Celui qui - naïvement - espérait découvrir dans ce livre quelques arcanes nouvelle sur Marcel Proust en restera pour ses frais : rien de nouveau ici sur l'auteur d'Un amour de Swann, au contraire même, puisqu'il s'agit d'en remettre une couche sur les clichés attachés à la figure du grand écrivain. Comme je le disais plus haut, c'est de la "marque" Proust qu'il s'agit, l'auteur mondain et toujours malade de livres aux phrases interminables, le type falot qui-serait-quand-même-pas-un-peu-pédé-sur-les-bords, etc... Il y a a derrière cette utilisation d'un Proust ready made, une double intention sans doute, celle d'une part de mettre en scène l'échec flagrant du personnage principal à trouver quelque chose de nouveau à dire sur un auteur analysé et "scalpelisé" jusqu'à la moelle, et d'autre part de rire de cette forme implicite de vacuité, de réduction, de simplification que semble imposer toute postérité, comme si tout artiste génial était implacablement condamné à devenir une caricature de lui-même et son œuvre devenir inévitablement le résumé hâtif et pauvre d'elle-même. Ceci, néanmoins, ne veut pas dire que Michaël Uras ne connaisse pas son Proust. Mais à l'exposition m'a tu vus d'une érudition pénible, il préfère se servir de la figure de Proust comme d'un catalyseur pour le drame médiocre, banal, de son personnage. Les parallélismes qu'il opère entre son personnage et l'écrivain sont toujours là pour mettre en lumière cette espèce de parodie de lui-même qu'est le pauvre Jacques Bartel, de la même façon que dans le roman Proust est une parodie réductrice. Si l'auteur de La recherche a passé une bonne partie de sa vie à annoncer un grand roman dont personne n'avait lut une seule ligne, il en va de même pour le pauvre Bartel, cible des railleries de la communauté proustienne (un ramassis de vieux schnok), qui ne semble guère le croire capable de produire la moindre étude d'intérêt. Quand notre "héros" se contemple dans le miroir, c'est pour s'y découvrir une mine cadavérique, reflet de ses multiples échecs (amour, travail, réussite sociale, etc), une mine qui dès lors pour lui ne serait évoquer autre chose que la photo de Proust sur son lit de mort.
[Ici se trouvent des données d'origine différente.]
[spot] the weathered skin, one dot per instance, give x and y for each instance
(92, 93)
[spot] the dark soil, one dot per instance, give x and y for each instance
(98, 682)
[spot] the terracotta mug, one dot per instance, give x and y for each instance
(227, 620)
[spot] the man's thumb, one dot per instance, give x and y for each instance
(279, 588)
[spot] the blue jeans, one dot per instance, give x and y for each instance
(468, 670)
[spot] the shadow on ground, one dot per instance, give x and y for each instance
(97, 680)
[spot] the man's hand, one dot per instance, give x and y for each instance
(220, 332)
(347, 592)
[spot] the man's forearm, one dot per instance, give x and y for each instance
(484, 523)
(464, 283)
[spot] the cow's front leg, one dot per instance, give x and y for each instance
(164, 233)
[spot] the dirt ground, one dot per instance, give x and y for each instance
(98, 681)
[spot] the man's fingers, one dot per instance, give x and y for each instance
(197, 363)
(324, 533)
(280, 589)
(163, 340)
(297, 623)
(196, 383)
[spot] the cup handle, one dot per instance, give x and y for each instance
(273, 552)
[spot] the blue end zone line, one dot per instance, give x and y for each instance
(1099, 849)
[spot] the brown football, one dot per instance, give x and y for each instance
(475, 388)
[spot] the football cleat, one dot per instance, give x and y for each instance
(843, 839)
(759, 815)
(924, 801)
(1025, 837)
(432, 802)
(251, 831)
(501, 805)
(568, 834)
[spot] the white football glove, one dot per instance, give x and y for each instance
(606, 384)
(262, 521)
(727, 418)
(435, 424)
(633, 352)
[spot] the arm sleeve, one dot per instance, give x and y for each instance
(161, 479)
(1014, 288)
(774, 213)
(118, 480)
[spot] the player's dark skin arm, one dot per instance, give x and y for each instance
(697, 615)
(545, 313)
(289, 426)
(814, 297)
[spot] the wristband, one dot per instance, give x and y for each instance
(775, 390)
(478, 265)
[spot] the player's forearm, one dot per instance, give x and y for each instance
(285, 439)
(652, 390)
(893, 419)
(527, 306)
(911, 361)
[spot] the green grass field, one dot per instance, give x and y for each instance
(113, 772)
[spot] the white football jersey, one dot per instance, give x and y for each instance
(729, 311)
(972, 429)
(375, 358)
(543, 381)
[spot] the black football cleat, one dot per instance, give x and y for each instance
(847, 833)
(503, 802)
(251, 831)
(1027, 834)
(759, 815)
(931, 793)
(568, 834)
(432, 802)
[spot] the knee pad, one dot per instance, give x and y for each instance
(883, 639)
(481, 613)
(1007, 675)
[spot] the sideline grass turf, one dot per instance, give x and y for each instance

Chercher Proust donc, ou plus simplement se chercher soi-même sans être capable de se trouver. C'est tout le sel du récit de Michaël Uras. Rien de nouveau sous le soleil me dira t'on avec cette histoire d'un type en quête de lui-même. Peut-être bien, mais ce livre pourtant sait renouveler un vieux schéma pour en proposer une lecture contemporaine très drôle, gracieuse, et sans effets de manche. D'autre part le style précis, incisif, jamais trop explicite, est un excellent outil pour maintenir l'intérêt du lecteur. C'est déjà beaucoup.